We intended to synthesise available evidence from treatment options of interest using a NMA model.155–157 However, the sparseness of the existing evidence imposed important barriers in the analysis rendering the presentation of NMA results as our main analysis impractical. In particular, comparisons were typically informed by very few studies, and many studies had few or even zero events. Analysing and interpreting few data can be particularly challenging, and simulation studies have shown that many of the most commonly used meta-analytic methods produce biased estimates and misleading conclusions when events are rare.158,159 Challenges in the analysis of few data include the difficulty of justifying the use of distributional approximations to statistics of interest and the potential risk of small studies including unrepresentative populations.159,160
Use of NMA can benefit the evidence synthesis of few data by borrowing strength across treatment comparisons and gaining information through the contribution of indirect evidence. Moreover, sharing parameters across the entire network can provide information on their inference; here, we assumed a common heterogeneity parameter across all treatment comparisons. Although the assumption of a common heterogeneity is expected to hold in this setting, formal investigation of between-study variations is limited by the sparseness of the data. Despite efforts to strengthen the evidence body and sharing parameters across networks, analysing and interpreting NMA results under sparseness was challenging; results of NMA for the outcomes ‘no clinical improvement of TD symptoms’ and ‘total discontinuation rates’ are presented in Appendix 4. Network effects were almost identical to their pairwise meta-analysis counterparts when direct evidence existed; any differences are attributed to the estimation of heterogeneity. When direct evidence was absent, indirect estimates were highly imprecise, failing to produce useful summaries on the relative effectiveness of the interventions of interest and consequently to provide interpretable results to be used for decision-making.

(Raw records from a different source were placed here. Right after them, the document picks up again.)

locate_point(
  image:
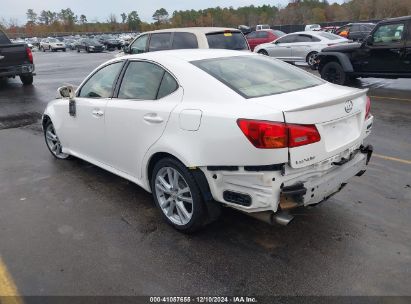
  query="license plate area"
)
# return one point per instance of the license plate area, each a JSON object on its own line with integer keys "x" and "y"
{"x": 339, "y": 133}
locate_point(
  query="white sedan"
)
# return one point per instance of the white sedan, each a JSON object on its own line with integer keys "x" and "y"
{"x": 205, "y": 128}
{"x": 300, "y": 46}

Moreover, no closed loops of evidence were formed in the network for the primary outcome and only one existed for total discontinuation rates, making it impossible to evaluate the validity of the consistency assumption. The interventions of interest that were set to be on the priority list did not form a connected network that could be analysed at once; this further limited the value of performing NMA and precluded us from presenting it as our main analysis.

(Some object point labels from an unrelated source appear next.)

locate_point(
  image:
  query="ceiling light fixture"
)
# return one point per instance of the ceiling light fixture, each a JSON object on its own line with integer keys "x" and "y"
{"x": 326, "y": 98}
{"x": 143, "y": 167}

Despite the barriers that lack of sufficient research data may impose, decisions often need to rely on few data. Thus, exploration of possible ways in which inferences could be made based on a limited evidence base would be useful. Use of external evidence, both eliciting expert opinions and using observational data, has been considered elsewhere.160 The presence of few data, along with the associated highly imprecise NMA effects, highlights the uncertainty surrounding the relative effectiveness between alternative treatment options for TD and underlines the need for further research to be conducted. Future studies should be planned (see Chapter 8, Recommendations for research) to enrich the existing evidence base and, by making the synthesis of data in a NMA model sensible, to enlighten the relative effectiveness between available treatment options.
Several methods, tailored to outcomes with very low frequency, have been developed.161–163 Rücker et al.161 proposed the arcsine difference as an alternative effect size measure that enables such studies to be included in a meta-analysis. Despite its advantages, the arcsine method provides an effect size that is difficult to interpret and is poorly understood by clinicians.